Fondazione Marisa Bellisario

IL MIO RICORDO DI MARISA BELLISARIO

di Maria Jose Ragona

Sto seguendo il vostro impegno per l’Ucraina e da tempo apprezzo ciò che fate, e come lo fate, per le donne. Sono una donna di Ivrea ormai in pensione dopo anni di lavoro amministrativo in Olivetti e ci tengo a consegnare a voi il mio ricordo personale di Marisa Bellisario. Lei era una figura molto controversa, c era chi la amava e chi no ma erano sempre uomini che la giudicavano.

Dopo il diploma di ragioneria ho iniziato a lavorare in Olivetti a Ivrea, sede storico Palazzo Uffici. Era il novembre del 1976. Essere assunti in una realtà come la Olivetti rappresentava già un punto di arrivo. Ero entrata in quel palazzo e subito mi ero persa. Dallo scalone centrale si dipartivano a raggiera tre ale : A, B, C. Non riuscivo a capire da che parte mi trovavo, tutto era simile, le porte, i passaggi e gli slarghi. Non avevo avuto la sensazione dell’oppressione o l’ansia, piuttosto il luogo mi rendeva come una bambina che guarda un quadro: stupita e ammirata. Come poteva esserci un luogo così bello? pavimenti in marmo rosso e pareti in legno pregiato?.

La realtà sociale di Ivrea era ancora molto semplice, padri occupati in qualità di operai nelle aziende metalmeccaniche e mogli casalinghe o al massimo occupate in qualche lavoro a ore. Il luogo rappresentava una forma di riscatto per i figli degli operai cresciuti nelle case popolari, a pane e formaggio.

Era iniziato il mio viaggio nel mondo dell’occupazione. Dapprima le note compilate a mano su schede con spazi prefissati, poi digitate e salvate su delle specie di musicassette e infine travasate su grandi nastri neri, le cosiddette pizze. Il lavoro era tantissimo, e pile di documenti erano fermi su tutte le scrivanie. Persone che si spostavano da un ufficio all’altro, per portare bolle doganali, lettere di vettura, contabili bancarie.

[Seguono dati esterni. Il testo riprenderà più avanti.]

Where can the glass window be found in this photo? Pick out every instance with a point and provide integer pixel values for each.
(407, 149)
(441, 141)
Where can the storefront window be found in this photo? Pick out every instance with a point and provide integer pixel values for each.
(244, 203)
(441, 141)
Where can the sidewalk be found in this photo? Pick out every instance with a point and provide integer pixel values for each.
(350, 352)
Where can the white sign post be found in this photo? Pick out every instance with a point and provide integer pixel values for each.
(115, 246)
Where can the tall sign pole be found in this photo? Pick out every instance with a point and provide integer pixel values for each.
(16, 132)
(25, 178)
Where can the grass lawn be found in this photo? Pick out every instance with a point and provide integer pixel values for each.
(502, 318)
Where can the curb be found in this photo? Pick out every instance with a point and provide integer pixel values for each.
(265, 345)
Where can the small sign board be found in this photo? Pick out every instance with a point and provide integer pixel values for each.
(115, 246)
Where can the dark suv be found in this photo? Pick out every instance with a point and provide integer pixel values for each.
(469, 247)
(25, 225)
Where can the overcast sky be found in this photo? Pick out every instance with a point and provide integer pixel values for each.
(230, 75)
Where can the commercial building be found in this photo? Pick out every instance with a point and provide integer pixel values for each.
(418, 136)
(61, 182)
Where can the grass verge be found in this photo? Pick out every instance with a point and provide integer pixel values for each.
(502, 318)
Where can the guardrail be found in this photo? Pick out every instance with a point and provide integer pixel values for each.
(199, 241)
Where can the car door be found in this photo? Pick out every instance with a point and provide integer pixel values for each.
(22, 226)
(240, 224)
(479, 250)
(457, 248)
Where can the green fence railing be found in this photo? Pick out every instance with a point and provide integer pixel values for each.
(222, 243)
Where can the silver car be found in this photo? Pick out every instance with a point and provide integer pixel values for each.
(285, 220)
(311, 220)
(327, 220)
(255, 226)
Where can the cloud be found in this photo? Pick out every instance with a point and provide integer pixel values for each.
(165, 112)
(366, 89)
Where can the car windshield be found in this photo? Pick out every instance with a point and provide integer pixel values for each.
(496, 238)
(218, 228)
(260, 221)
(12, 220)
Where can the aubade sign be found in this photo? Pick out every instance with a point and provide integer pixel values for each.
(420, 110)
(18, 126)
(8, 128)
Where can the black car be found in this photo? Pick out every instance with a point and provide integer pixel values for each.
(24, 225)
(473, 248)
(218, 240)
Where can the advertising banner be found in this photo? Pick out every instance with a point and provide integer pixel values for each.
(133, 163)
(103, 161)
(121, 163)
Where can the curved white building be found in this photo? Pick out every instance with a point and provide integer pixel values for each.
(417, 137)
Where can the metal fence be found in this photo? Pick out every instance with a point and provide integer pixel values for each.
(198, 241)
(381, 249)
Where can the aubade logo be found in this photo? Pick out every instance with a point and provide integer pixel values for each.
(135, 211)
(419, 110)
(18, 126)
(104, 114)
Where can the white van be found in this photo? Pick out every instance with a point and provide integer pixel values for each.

C’era in quel palazzo alto sei piani una moltitudine di persone che come formiche entravano e uscivano dagli uffici, e pian piano quel palazzo diventava per chi ci lavorava una specie di seconda città nella città.

Ed è proprio durante questi spostamenti che incontravo Marisa Belisario. Era di stanza al 4° piano, nella zona vano scale, dove il suo ufficio era preceduto d quello della sua segretaria, una donnina piccola piccola. Lei era bella, alta, molto magra, elegante e sempre con dei foulard di seta variopinti, con stampe di fiori o geometriche.

Era una donna importante, come in quegli anni non ce n’erano.

Molti colleghi maschi la criticavano perché non era concepibile che lei potesse guidare stabilimenti e avere un posto di responsabilità, in fin dei conti era solo una donna! Ma erano proprio quegli uomini che non riuscivano a emergere, che ingiustamente l’accusavano. Una donna così brava ed importante faceva paura. Con lei pochi potevano competere.

Chi la conosceva meglio, perché aveva avuto rapporti di lavoro più stretti, invece la elogiava molto: «È una donna intelligente, non si fermerà all’Olivetti», dicevano

Ricordo che quando dirigeva la OCA (Olivetti Corporation of America) si diceva che tralasciasse gli aspetti esterni della gestione dello stabilimento. Non faceva ridipingere le pareti, non ammodernava gli infissi, ma destinava le risorse nella ricerca di nuovi prodotti. Investiva su personale qualificato ed esperto.

Quando lasciò la Olivetti, per Italtel qualcuno disse che avesse lasciato l’azienda per conflitti con l’autorità superiore, che non apprezzava una donna al comando.

A distanza di anni, dopo la sua uscita dalla Olivetti, si parlò ancora molto della sua carriera, del suo carisma, e della sua fama come donna politicamente impegnata.

Non perdere il suo ricordo, è come omaggiarla ancora oggi, in un momento così difficile.